Page:Revue des Deux Mondes - 1886 - tome 77.djvu/370

Le texte de cette page a été corrigé et est conforme au fac-similé.

antique semble perdue pour jamais ; cela, faute d’une écriture suffisante. La théorie musicale des chrétiens, d’abord identique à celle des Grecs, s’en est peu à peu écartée en apparence; elle est restée Fa même quant au fond. Leur production musicale est presque toute entre nos mains ; mais son histoire a besoin d’être rappelée au moins brièvement.
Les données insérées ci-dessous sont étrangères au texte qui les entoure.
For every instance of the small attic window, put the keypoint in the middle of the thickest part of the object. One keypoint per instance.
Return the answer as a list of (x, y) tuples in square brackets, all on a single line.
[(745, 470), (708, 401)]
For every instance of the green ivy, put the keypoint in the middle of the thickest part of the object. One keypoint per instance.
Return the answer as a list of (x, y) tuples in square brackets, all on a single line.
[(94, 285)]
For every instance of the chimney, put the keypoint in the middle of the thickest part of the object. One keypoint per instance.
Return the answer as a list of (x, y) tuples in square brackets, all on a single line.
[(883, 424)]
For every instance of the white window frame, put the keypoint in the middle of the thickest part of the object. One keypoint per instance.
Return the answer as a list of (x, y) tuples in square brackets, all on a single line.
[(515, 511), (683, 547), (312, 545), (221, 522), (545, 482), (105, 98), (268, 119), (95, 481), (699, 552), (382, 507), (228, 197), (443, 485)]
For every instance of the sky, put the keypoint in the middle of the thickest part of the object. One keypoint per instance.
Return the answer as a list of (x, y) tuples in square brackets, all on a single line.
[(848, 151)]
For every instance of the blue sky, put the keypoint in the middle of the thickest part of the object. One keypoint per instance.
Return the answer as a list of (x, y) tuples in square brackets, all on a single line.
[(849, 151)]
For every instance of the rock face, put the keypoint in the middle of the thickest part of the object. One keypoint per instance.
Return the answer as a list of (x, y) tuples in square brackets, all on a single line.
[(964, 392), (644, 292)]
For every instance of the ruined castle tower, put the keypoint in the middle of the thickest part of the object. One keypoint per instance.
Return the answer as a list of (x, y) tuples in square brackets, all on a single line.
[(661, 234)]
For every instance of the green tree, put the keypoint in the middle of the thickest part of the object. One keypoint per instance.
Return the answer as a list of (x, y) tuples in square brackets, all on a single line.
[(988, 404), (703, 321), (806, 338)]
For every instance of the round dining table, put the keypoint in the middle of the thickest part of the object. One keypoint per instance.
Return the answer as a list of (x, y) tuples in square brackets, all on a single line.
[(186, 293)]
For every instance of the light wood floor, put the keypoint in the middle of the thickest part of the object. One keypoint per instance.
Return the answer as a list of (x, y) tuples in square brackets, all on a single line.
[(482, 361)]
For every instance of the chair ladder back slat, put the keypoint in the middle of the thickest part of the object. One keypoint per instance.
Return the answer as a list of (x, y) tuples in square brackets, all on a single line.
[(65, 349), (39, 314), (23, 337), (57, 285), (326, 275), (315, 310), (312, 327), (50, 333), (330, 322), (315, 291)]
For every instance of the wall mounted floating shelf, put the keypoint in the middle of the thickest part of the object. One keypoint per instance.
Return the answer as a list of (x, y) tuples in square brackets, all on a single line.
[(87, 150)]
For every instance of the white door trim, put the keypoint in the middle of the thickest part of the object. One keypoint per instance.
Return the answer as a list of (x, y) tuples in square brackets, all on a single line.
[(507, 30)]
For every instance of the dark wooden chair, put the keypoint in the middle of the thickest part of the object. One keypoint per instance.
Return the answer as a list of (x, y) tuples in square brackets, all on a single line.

L’œuvre musicale des chrétiens remonte en grande partie aux six ou sept premiers siècles de notre ère. Les mélodies de cette période ont pu d’abord être transmises par la tradition, soit dans les catacombes, soit dans les écoles chrétiennes, soit dans l’enseignement choral, à partir de Constantin. Mais les païens employaient alors une notation en caractères grecs; pourquoi les chrétiens se seraient-ils volontairement privés de ses avantages? À cette première écriture succéda celle des neumes, dont j’ai dit tout à l’heure quelques mots. Ces neumes étaient une écriture très imparfaite, intelligible seulement pour ceux qui savaient l’air ; elle servait concurremment avec la tradition et pouvait empêcher le chanteur de faire fausse route. Ces deux moyens combinés suffisaient pour la conservation intégrale des mélodies, que d’ailleurs la force conservatrice inhérente aux religions empêchait de se dénaturer. A l’époque où saint Grégoire opéra sa réforme théorique et composa ses grandes collections, l’usage des neumes était en vigueur et les mélodies liturgiques étaient à peu près intactes.

C’est l’écriture en neumes qui fut remplacée par des portées, d’abord d’une, puis de deux et enfin de quatre lignes parallèles. Cette nouvelle écriture, qui date seulement de quatre siècles après saint Grégoire, se produisit à une époque où, dans le peuple, la langue latine avait presque partout fait place aux langues modernes. En outre, elle paraît n’avoir usé d’abord que d’une seule espèce de notes, consistant en petits carrés ou points, sans indication des durées, des mesures, ni des rythmes, élémens déjà presque oubliés depuis l’époque de saint Grégoire, ou pour le maintien desquels on comptait sur la tradition. Bientôt on introduisit l’usage des losanges et des notes à queue; les losanges désignent uniquement les syllabes très brèves, les lettres de liaison, comme i dans dominus ; ils ne marquent ni la mesure ni le rythme ; ils sont propres à dérouter le musicien en introduisant dans la lecture une sorte de cadence entièrement fausse. Les plus anciens manuscrits avaient des notes carrées ; quand les queues y marquaient l’accent tonique, elles étaient pour le chantre d’une utilité incontestable, en lui donnant l’élément fondamental du rythme. D’autres fois elles marquaient seulement le commencement et la fin des mots. L’écriture et le chant offrirent enfin une désespérante uniformité.